A Inteligência emocional implica a habilidade para perceber e valorar com exatidão a emoção; a habilidade para acessar e ou gerar sentimentos quando esses facilitam o pensamento; a habilidade para compreender a emoção e o conhecimento emocional, e a habilidade para regular as emoções que promovem o crescimento emocional e intelectual (Mayer & Salovey, 1997/2007, p. 32).

Trocando em miúdos e facilitando o entendimento, IE é a aptidão em controlar os sentimentos de modo a promover o crescimento intelectual e emocional. Simples, né? Não é não!

Como se pode observar o conceito de Inteligência Emocional demorou 17 anos só para ser formulado, e a ideia só está no nosso meio a oito, por ai já dá para entender que não é tão simples assim. Principalmente quando o autocontrole deve ser praticado dentro de um cenário tão complexo e cheio de variáveis como o mercado de trabalho.

Hoje, logo pela manhã li o seguinte texto postado na rede social Linkedin, pela Renata Voltolini (Profissional de DO e Coach - Autônoma e disponível para novas oportunidades) - “Olá boa tarde . Gostaria de compartilhar uma questão importante para mim e talvez para muitos da minha rede. Eu recebi um contato recentemente para uma vaga e a pessoa me questionei porquê eu estava 13 meses fora do mercado? Oi? Fiquei um pouco estarrecida com a pergunta, pois deu a impressão que é uma opção estar "fora do mercado". Estou prestando alguns serviços que estão sob minhas competências , mas não parei um minuto sequer de me atualizar e buscar a recolocação tão desejada. Infelizmente as perspectivas não são muito boas, mas eu não perdi as esperanças e continuo luta” . Era de se esperar que um entrevistador, um recrutador, entendesse o quanto algumas perguntas ou afirmações podem influenciar negativamente um candidato e não praticar! Mas infelizmente a busca tem que ser interior.

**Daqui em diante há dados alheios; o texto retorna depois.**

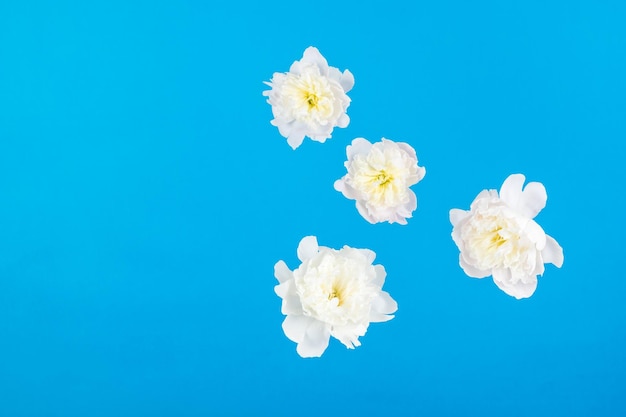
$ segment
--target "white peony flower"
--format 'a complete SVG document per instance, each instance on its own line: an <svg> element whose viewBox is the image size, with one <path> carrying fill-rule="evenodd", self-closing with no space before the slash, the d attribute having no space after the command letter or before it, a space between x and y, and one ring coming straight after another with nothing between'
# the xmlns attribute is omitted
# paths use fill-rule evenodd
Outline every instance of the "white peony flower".
<svg viewBox="0 0 626 417"><path fill-rule="evenodd" d="M308 47L289 72L276 72L265 84L272 87L263 92L272 106L271 123L293 149L302 144L305 136L323 143L335 126L350 123L346 114L350 98L346 93L354 86L354 76L348 70L342 74L329 67L317 48Z"/></svg>
<svg viewBox="0 0 626 417"><path fill-rule="evenodd" d="M415 150L407 143L383 138L371 144L357 138L346 148L348 173L335 181L335 190L356 200L356 208L370 223L387 221L406 224L417 208L409 189L424 178Z"/></svg>
<svg viewBox="0 0 626 417"><path fill-rule="evenodd" d="M546 206L546 189L522 174L509 176L500 189L483 190L469 211L450 210L452 239L459 262L473 278L493 276L496 285L517 299L530 297L544 263L563 264L563 249L533 218Z"/></svg>
<svg viewBox="0 0 626 417"><path fill-rule="evenodd" d="M370 322L391 320L398 309L382 291L385 268L372 265L376 254L369 249L344 246L335 250L317 245L315 236L300 241L302 264L293 272L283 261L274 266L280 283L276 294L283 299L285 335L298 344L304 358L318 357L330 336L347 348L360 346Z"/></svg>

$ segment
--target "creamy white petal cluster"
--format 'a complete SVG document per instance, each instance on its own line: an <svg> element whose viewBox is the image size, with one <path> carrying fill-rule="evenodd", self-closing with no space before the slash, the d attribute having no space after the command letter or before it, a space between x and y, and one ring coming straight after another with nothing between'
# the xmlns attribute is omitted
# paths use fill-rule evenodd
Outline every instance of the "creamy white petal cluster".
<svg viewBox="0 0 626 417"><path fill-rule="evenodd" d="M530 297L544 263L563 264L563 249L533 218L546 205L546 189L525 177L509 176L500 194L483 190L469 211L450 210L452 239L461 254L459 262L473 278L493 276L496 285L517 299Z"/></svg>
<svg viewBox="0 0 626 417"><path fill-rule="evenodd" d="M409 187L426 175L426 169L417 165L415 150L385 138L374 144L357 138L346 153L348 173L335 181L335 190L356 200L357 210L370 223L407 224L417 208Z"/></svg>
<svg viewBox="0 0 626 417"><path fill-rule="evenodd" d="M335 250L318 246L315 236L300 241L302 262L290 271L278 261L274 275L282 298L285 335L296 342L302 357L319 357L328 347L330 336L347 348L360 346L370 322L391 320L398 309L382 291L385 268L372 265L376 254L369 249L344 246Z"/></svg>
<svg viewBox="0 0 626 417"><path fill-rule="evenodd" d="M296 149L305 136L325 142L336 127L346 127L350 118L346 109L350 98L346 95L354 86L354 76L329 67L315 47L308 47L300 61L287 73L274 73L265 84L272 87L264 91L272 106L274 120L280 134Z"/></svg>

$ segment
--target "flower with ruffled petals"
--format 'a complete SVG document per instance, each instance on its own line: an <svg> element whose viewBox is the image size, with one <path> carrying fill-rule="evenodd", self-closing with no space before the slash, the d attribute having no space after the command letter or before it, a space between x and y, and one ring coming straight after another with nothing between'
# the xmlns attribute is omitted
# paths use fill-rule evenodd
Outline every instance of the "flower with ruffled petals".
<svg viewBox="0 0 626 417"><path fill-rule="evenodd" d="M291 65L289 72L276 72L265 84L272 88L263 92L272 106L271 123L293 149L302 144L305 136L323 143L335 127L350 123L346 114L350 98L346 93L354 86L354 76L348 70L341 73L329 67L313 46Z"/></svg>
<svg viewBox="0 0 626 417"><path fill-rule="evenodd" d="M452 239L459 263L473 278L493 276L496 285L517 299L530 297L544 264L563 264L563 249L533 218L546 205L546 189L522 174L509 176L500 194L483 190L469 211L450 210Z"/></svg>
<svg viewBox="0 0 626 417"><path fill-rule="evenodd" d="M298 345L304 358L319 357L328 347L330 336L347 348L360 346L371 322L391 320L398 308L382 290L385 268L373 265L376 254L369 249L344 246L335 250L318 246L315 236L300 241L294 271L278 261L274 275L282 298L285 335Z"/></svg>
<svg viewBox="0 0 626 417"><path fill-rule="evenodd" d="M415 150L407 143L383 138L373 145L356 138L346 148L348 173L335 181L335 190L356 200L356 208L370 223L407 224L417 208L410 186L424 178Z"/></svg>

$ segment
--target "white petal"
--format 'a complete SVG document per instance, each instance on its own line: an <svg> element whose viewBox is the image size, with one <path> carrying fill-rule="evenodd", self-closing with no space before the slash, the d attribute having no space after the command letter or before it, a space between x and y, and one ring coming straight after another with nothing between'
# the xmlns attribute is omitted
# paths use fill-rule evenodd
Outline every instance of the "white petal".
<svg viewBox="0 0 626 417"><path fill-rule="evenodd" d="M348 324L345 326L334 326L330 334L348 349L354 349L356 346L361 346L359 336L364 336L366 331L367 326Z"/></svg>
<svg viewBox="0 0 626 417"><path fill-rule="evenodd" d="M491 271L483 271L470 265L467 261L465 261L465 258L463 258L463 253L459 255L459 265L463 268L463 272L471 278L485 278L491 275Z"/></svg>
<svg viewBox="0 0 626 417"><path fill-rule="evenodd" d="M546 232L534 220L529 220L524 227L526 236L535 244L538 250L543 250L546 246Z"/></svg>
<svg viewBox="0 0 626 417"><path fill-rule="evenodd" d="M557 268L563 265L563 248L552 236L546 235L546 246L541 251L545 263L554 264Z"/></svg>
<svg viewBox="0 0 626 417"><path fill-rule="evenodd" d="M382 265L374 265L374 271L376 271L376 278L372 280L372 284L378 285L382 288L382 286L385 284L387 271L385 271L385 267Z"/></svg>
<svg viewBox="0 0 626 417"><path fill-rule="evenodd" d="M496 283L498 288L518 300L530 297L537 289L537 277L534 275L526 277L524 279L526 283L520 280L515 284L511 284L510 279L511 272L508 269L496 269L493 271L493 282Z"/></svg>
<svg viewBox="0 0 626 417"><path fill-rule="evenodd" d="M514 209L522 216L533 219L545 206L548 199L546 188L540 182L529 182Z"/></svg>
<svg viewBox="0 0 626 417"><path fill-rule="evenodd" d="M283 283L293 278L293 273L284 261L278 261L276 262L276 265L274 265L274 276L278 282Z"/></svg>
<svg viewBox="0 0 626 417"><path fill-rule="evenodd" d="M374 259L376 259L376 252L371 249L357 249L357 251L359 251L361 255L365 256L365 259L367 259L367 262L370 264L374 262Z"/></svg>
<svg viewBox="0 0 626 417"><path fill-rule="evenodd" d="M341 88L343 88L343 91L346 93L352 90L352 87L354 87L354 75L352 75L350 71L345 70L341 75L339 85L341 85Z"/></svg>
<svg viewBox="0 0 626 417"><path fill-rule="evenodd" d="M283 321L283 331L285 336L292 342L301 343L304 340L306 329L317 321L312 317L302 315L290 315Z"/></svg>
<svg viewBox="0 0 626 417"><path fill-rule="evenodd" d="M469 215L469 211L452 209L450 210L450 223L452 223L452 226L456 226L461 220L465 219Z"/></svg>
<svg viewBox="0 0 626 417"><path fill-rule="evenodd" d="M287 137L287 144L289 144L289 146L291 146L291 149L294 149L294 150L298 146L302 145L303 141L304 141L304 134L301 132L293 133Z"/></svg>
<svg viewBox="0 0 626 417"><path fill-rule="evenodd" d="M350 124L350 116L348 116L346 113L343 113L340 117L339 120L337 120L337 127L347 127Z"/></svg>
<svg viewBox="0 0 626 417"><path fill-rule="evenodd" d="M320 74L328 75L328 61L314 46L309 46L304 50L301 62L315 64L320 69Z"/></svg>
<svg viewBox="0 0 626 417"><path fill-rule="evenodd" d="M376 218L374 218L374 216L372 216L369 212L369 210L367 209L367 207L365 207L365 204L363 204L361 201L356 202L356 209L359 211L359 214L368 222L370 222L371 224L375 224L378 221L376 220Z"/></svg>
<svg viewBox="0 0 626 417"><path fill-rule="evenodd" d="M383 138L383 141L385 140L388 140L388 139ZM392 142L392 141L389 141L389 142ZM398 147L402 149L404 152L408 153L411 158L415 159L415 162L417 162L417 155L415 154L415 149L413 149L411 145L405 142L394 142L394 143L398 145Z"/></svg>
<svg viewBox="0 0 626 417"><path fill-rule="evenodd" d="M314 257L318 251L317 238L315 236L306 236L302 238L298 245L298 259L304 262Z"/></svg>
<svg viewBox="0 0 626 417"><path fill-rule="evenodd" d="M296 285L291 279L274 287L274 292L283 299L280 312L288 316L290 314L302 314L302 303L296 292Z"/></svg>
<svg viewBox="0 0 626 417"><path fill-rule="evenodd" d="M504 180L502 187L500 187L500 199L512 209L517 207L517 203L522 197L522 186L525 180L526 177L522 174L512 174Z"/></svg>
<svg viewBox="0 0 626 417"><path fill-rule="evenodd" d="M330 341L330 329L326 323L313 320L306 329L304 338L296 351L303 358L320 357L328 347Z"/></svg>
<svg viewBox="0 0 626 417"><path fill-rule="evenodd" d="M398 303L391 298L389 293L381 291L378 297L372 301L372 310L370 311L370 321L372 323L378 323L383 321L389 321L394 316L388 315L395 313L398 310Z"/></svg>

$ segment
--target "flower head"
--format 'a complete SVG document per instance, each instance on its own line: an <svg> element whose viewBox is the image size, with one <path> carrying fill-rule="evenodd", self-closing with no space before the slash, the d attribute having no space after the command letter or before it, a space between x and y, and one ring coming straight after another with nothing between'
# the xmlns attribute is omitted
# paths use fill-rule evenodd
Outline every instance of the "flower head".
<svg viewBox="0 0 626 417"><path fill-rule="evenodd" d="M407 143L383 138L371 144L357 138L346 148L348 173L335 181L335 190L356 200L361 216L370 223L406 224L417 208L410 186L424 178L415 150Z"/></svg>
<svg viewBox="0 0 626 417"><path fill-rule="evenodd" d="M280 134L296 149L305 136L325 142L337 127L346 127L350 118L346 109L350 98L346 95L354 86L352 73L341 73L329 67L315 47L308 47L300 61L291 65L287 73L274 73L264 91L272 106L274 120Z"/></svg>
<svg viewBox="0 0 626 417"><path fill-rule="evenodd" d="M544 264L563 264L563 249L533 218L546 205L543 184L509 176L500 189L483 190L469 211L450 210L452 239L459 263L473 278L493 276L496 285L517 299L530 297Z"/></svg>
<svg viewBox="0 0 626 417"><path fill-rule="evenodd" d="M382 291L385 268L372 265L376 254L369 249L344 246L335 250L317 245L315 236L300 241L302 262L290 271L283 261L274 266L283 299L285 335L298 344L302 357L318 357L328 347L330 336L347 348L360 346L370 322L391 320L398 308Z"/></svg>

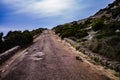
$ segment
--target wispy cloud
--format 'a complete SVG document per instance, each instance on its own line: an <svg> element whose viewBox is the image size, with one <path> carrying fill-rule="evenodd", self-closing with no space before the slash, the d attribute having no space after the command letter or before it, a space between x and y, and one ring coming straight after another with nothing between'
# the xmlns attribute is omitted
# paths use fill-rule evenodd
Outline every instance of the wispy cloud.
<svg viewBox="0 0 120 80"><path fill-rule="evenodd" d="M79 0L82 1L82 0ZM2 0L14 9L15 14L27 13L36 17L66 16L87 5L76 0Z"/></svg>

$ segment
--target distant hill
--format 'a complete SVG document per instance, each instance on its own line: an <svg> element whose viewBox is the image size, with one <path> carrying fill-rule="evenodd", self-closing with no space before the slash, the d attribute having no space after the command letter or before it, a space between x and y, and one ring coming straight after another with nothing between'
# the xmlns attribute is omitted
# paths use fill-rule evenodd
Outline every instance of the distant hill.
<svg viewBox="0 0 120 80"><path fill-rule="evenodd" d="M53 30L94 53L120 62L120 0L86 19L58 25Z"/></svg>

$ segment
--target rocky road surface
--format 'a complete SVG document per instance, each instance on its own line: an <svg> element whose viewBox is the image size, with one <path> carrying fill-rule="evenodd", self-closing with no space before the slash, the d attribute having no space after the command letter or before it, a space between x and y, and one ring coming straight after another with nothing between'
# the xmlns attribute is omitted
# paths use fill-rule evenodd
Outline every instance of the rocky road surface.
<svg viewBox="0 0 120 80"><path fill-rule="evenodd" d="M0 80L111 80L76 60L50 30L20 54L0 73Z"/></svg>

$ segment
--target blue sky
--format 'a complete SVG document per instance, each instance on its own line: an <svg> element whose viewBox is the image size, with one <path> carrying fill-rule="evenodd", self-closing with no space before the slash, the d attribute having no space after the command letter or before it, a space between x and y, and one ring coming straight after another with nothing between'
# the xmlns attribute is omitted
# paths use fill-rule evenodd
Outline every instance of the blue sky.
<svg viewBox="0 0 120 80"><path fill-rule="evenodd" d="M52 27L95 14L114 0L0 0L0 32Z"/></svg>

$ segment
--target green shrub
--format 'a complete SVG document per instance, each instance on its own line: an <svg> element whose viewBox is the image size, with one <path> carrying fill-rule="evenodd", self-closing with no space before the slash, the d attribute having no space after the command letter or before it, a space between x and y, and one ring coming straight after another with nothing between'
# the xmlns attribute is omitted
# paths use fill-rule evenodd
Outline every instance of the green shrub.
<svg viewBox="0 0 120 80"><path fill-rule="evenodd" d="M92 29L94 31L101 30L104 27L104 21L102 19L97 19L92 23Z"/></svg>

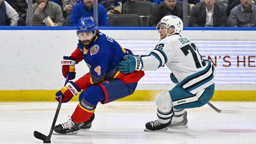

Assim como a criatividade (assunto tratado no texto “Você já conseguiu um dia”) a Inteligência Emocional deve ser vivenciada diariamente. Uma forma para começar é praticando o autoconhecimento. Analisando seus pontos fortes e seus pontos fracos, caso sinta necessidade procure um profissional para ajudar, ou enquetes na internet (no site do Instituto Brasileiro de Coaching tem um teste bem bacana), converse com amigos a respeito, peça feedback das suas ações e comportamentos. Junte todas essas informações e comece a se perceber diante ao mundo. Não há como ter controle se você não identificar o stress e o que te motiva a se incomodar com a situação.

Depois que souber seus pontos fracos, está na hora da ação e a mudança vem de dentro! Essa é sem duvida a parte mais difícil. Reconhecer que somos nós que nos frutamos e não o outro que nos frustra é perturbador! Faz necessário toda essa reflexão para que atitudes coerentes sejam tomadas. Sair da posição de vitima e ir à luta. Uma das leitoras que sugeriu o tema (ANDREIA DE SOUSA PEREIRA- Formada em Gestão Ambiental, Cursando Pós Graduação MBA em Gestão Socioambiental e Sustentabilidade.) disse assim: “escrever sobre o desanimo que abate quem esta a procura de recolocação, algo que anime a manter a fé, mas nada desses clichês que "vai dar certo", tenha fé", "confie no seu talento", porque esses clichês todos falam”. Ela está totalmente certa, manter a fé de nada adianta se a ação não vir de encontro, não podemos esperar que o outro tenha o cuidado de não ferir nossos princípios, nós é que temos que criar mecanismos de defesa.

Até o próximo texto pessoal, “bora refletir nossas fraquezas?”.